Raja Piaraan - Chapter 1753
Bab 1753
## Bab 1753: Osmanthus yang bengkok di istana (6)
##
Dampak tsunami menyebabkan pohon laurel yang sangat tebal itu berguncang hebat, dan kulit kayu, daun, serta rantingnya berjatuhan. Zhang Zian bersembunyi di bawah cabang yang mendatar, berpegangan erat pada batang pohon untuk mencegah dirinya terguncang.
Buih putih ombak memercik ke wajah dan tubuhnya. Melihat ke bawah, tampak arus abu-abu yang bergejolak. Dia tidak bisa mendengar apa pun kecuali deru.
Tsunami datang dengan cepat dan pergi dengan cepat. Tidak butuh waktu lama bagi air pasang untuk kembali dari hutan ke laut.
“Kaka! Dasar bodoh, gerakanmu cukup cepat. Meskipun otakmu belum berkembang, otak kecilmu sangat kuat!” Melihat bahaya telah mereda, Richard mengepakkan sayapnya dan terbang turun.
Zhang Zian duduk dengan lelah di dahan yang mendatar, punggungnya bersandar pada batang pohon. Dia sangat lelah sehingga dia tidak ingin bergerak sama sekali.
Jika ia mengalami hal-hal ini beberapa kali lagi, ia pasti akan mati.

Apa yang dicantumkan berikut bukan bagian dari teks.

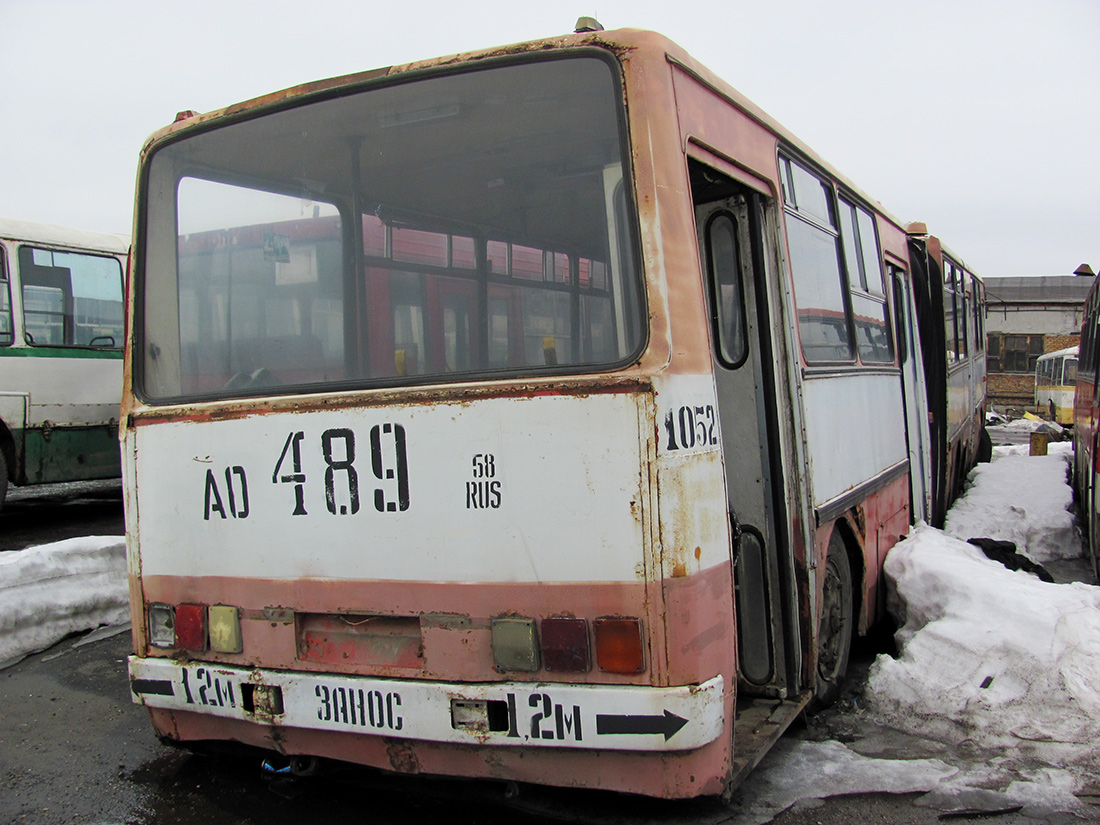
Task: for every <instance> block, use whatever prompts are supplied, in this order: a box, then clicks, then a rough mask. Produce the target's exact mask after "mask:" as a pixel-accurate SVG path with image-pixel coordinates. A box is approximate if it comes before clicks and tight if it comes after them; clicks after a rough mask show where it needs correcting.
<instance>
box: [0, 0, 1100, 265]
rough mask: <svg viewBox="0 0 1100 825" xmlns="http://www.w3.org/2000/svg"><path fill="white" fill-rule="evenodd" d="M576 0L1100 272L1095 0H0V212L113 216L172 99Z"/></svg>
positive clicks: (558, 12)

“Begini, lain kali kalau ada tsunami, kenapa kamu tidak memberitahuku lebih awal?” Beberapa menit kemudian, dia mengeluh.
Air laut belum sepenuhnya surut. Jika dia turun dari pohon sekarang, dia harus berjalan melewati air setinggi lutut. Air yang masuk ke sepatunya terasa tidak nyaman seperti timah yang diikatkan padanya, jadi dia berencana untuk beristirahat di atas pohon sebelum turun.
“Gah? Dasar makhluk kecil tak berperasaan, aku menyelamatkan nyawa anjingmu, dan kau masih berani bernegosiasi denganku?” “Ini bukan tsunami!” teriak Richard dengan marah. “Ini sama sekali bukan tsunami!”
“Ini bukan tsunami?”
Zhang Zian merasa skeptis. Air laut surut dengan cepat terlebih dahulu, kemudian mengembun menjadi gelombang besar yang menghantam pantai dengan cepat. Itu jelas tsunami.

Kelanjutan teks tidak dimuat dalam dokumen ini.